The demonstration was timely given that Parliament will be voting on third reading of bill C-257 on March 21, 2007. Before Dion arrived, one of his staff members approached the organizers and suggested Dion would speak to a small delegation regarding his position on anti-scab laws before addressing the party faithful.
Our delegation consisted of Ontario Federation of Labour President Wayne Samuleson, a CLC staffer, a representative from CAW 199, a strking worker from COPE 343, and yours truly.
When Dion arrived, he rolled down his back seat window to take a flyer from a demonstrator before being whisked across our picket line. The delegation was already inside waiting to meet him. We met for about ten minutes with Dion, Welland MP John Maloney, and a Liberal staffer who took notes.

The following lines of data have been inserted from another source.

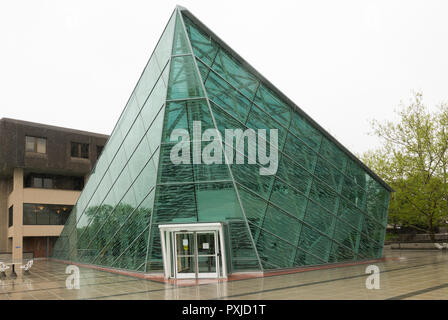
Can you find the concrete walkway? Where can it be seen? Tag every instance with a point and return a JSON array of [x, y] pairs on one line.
[[404, 275]]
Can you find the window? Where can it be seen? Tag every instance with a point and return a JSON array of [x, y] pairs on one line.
[[47, 181], [45, 214], [10, 216], [99, 149], [33, 144], [80, 150]]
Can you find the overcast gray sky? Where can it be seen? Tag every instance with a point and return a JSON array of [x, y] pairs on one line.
[[75, 63]]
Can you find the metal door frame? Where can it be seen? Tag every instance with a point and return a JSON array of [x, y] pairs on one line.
[[167, 235]]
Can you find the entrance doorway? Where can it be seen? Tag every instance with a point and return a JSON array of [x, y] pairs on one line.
[[196, 255], [193, 251]]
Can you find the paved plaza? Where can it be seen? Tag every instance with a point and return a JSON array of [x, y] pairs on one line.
[[403, 275]]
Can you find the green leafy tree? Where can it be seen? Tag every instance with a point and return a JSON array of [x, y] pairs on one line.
[[413, 159]]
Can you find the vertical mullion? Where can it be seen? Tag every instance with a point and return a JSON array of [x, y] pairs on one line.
[[221, 141]]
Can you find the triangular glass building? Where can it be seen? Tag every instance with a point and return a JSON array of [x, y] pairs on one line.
[[139, 211]]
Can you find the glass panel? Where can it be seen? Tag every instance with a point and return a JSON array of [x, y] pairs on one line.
[[274, 252], [147, 81], [243, 256], [354, 193], [289, 199], [217, 202], [305, 131], [29, 143], [203, 69], [41, 145], [254, 206], [203, 45], [257, 119], [206, 243], [184, 79], [298, 151], [350, 214], [282, 225], [340, 253], [185, 244], [324, 195], [319, 218], [207, 264], [227, 98], [354, 171], [316, 244], [294, 175], [186, 264], [329, 174], [249, 176], [164, 47], [333, 154], [228, 68], [346, 235], [175, 203], [273, 105], [180, 44], [135, 255]]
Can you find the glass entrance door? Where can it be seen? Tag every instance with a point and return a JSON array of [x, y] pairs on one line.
[[207, 254], [185, 255], [196, 254]]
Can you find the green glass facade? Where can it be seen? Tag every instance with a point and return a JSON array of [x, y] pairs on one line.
[[322, 206]]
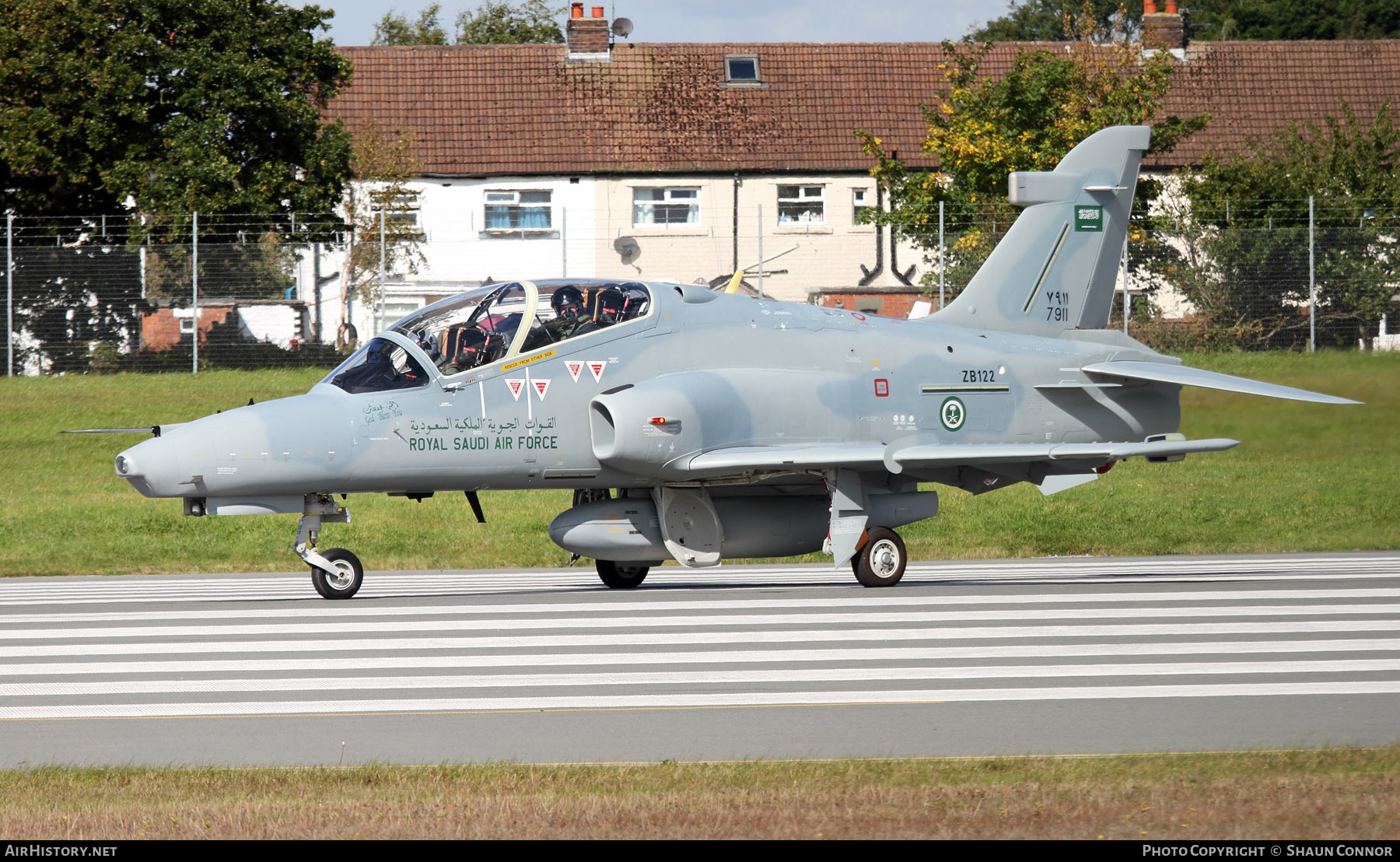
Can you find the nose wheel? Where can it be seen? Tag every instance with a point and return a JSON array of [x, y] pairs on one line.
[[336, 574], [881, 560], [342, 580]]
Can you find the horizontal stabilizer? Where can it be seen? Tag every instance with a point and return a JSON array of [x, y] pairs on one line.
[[1182, 375]]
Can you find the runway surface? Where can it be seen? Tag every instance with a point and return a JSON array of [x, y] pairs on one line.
[[1014, 657]]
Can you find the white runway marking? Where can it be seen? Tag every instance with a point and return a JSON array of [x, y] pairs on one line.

The CLC staffer argued that the Liberals could not justifiably use essential services arguments to withdraw support for bill C-257, given that that one has no impact on the other.

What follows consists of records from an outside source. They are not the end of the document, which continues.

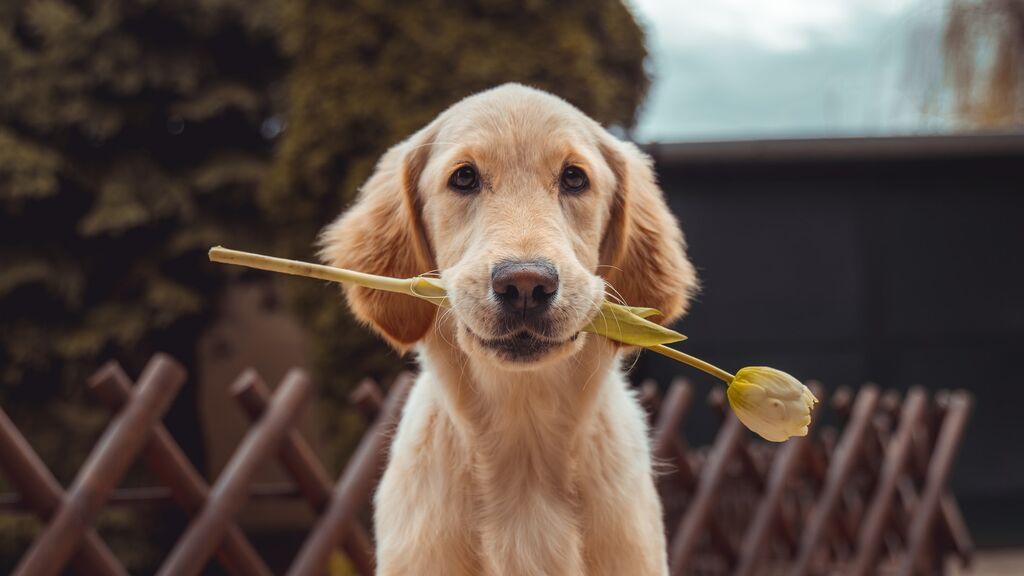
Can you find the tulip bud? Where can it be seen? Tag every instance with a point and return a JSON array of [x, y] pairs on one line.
[[771, 403]]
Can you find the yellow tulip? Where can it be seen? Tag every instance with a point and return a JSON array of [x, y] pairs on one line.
[[771, 403]]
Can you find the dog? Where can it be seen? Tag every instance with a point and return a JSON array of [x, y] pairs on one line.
[[521, 449]]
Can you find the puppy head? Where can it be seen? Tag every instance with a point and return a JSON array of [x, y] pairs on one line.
[[526, 208]]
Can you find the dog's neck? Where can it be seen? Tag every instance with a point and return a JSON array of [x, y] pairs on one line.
[[555, 400], [521, 440]]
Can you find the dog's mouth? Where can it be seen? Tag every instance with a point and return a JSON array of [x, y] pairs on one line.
[[522, 345]]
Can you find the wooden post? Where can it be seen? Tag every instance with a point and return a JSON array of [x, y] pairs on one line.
[[230, 491], [168, 462], [354, 487], [110, 460], [301, 463]]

The striking COPE 343 worker gave a personal story about her 6-month long strike and how the use of scab labour is undermining bargaining efforts.
Samuleson suggested to Dion that he could not talk about social justice with a straight face without supporting anti-scab laws.
Dion agreed to disagree with the CLC position on essential services. He then suggested that should the bill not pass, his party will commit to including in its election platform a promise to implement a federal anti-scab law that fits within the Liberal framework. The meeting then came to an end.
Dion’s response to the protest signaled to me that the Liberals have no intention of revisiting their most recent flip-flop. Instead, he made some ridiculous empty promise about including a promise to implement an anti-scab law in the next Liberal platform. I think it’s clear that Dion’s decision to shift gears on anti-scab laws has more to do with partisan politics than with the public interest. When bill C-257 passed at second reading in October 2006 by a vote of 167-101, Dion was not the party leader. As leader, Dion is out to settle some old scores. I would suggest that Dion’s flip-flop was instigated by the fact that bill C-257 was the brainchild of the Bloc Québécois, introduced as a private members’ bill by Gatineau MP Richard Nadeau. Despite the merits of anti-scab laws, supporting a BQ bill would be seen as a political liability for Dion in particular.
In effect, Dion is willing to sell out working class families on anti-scab laws for his own narrow partisan interests. It is becoming painfully clear that Stéphane Dion is not a leader.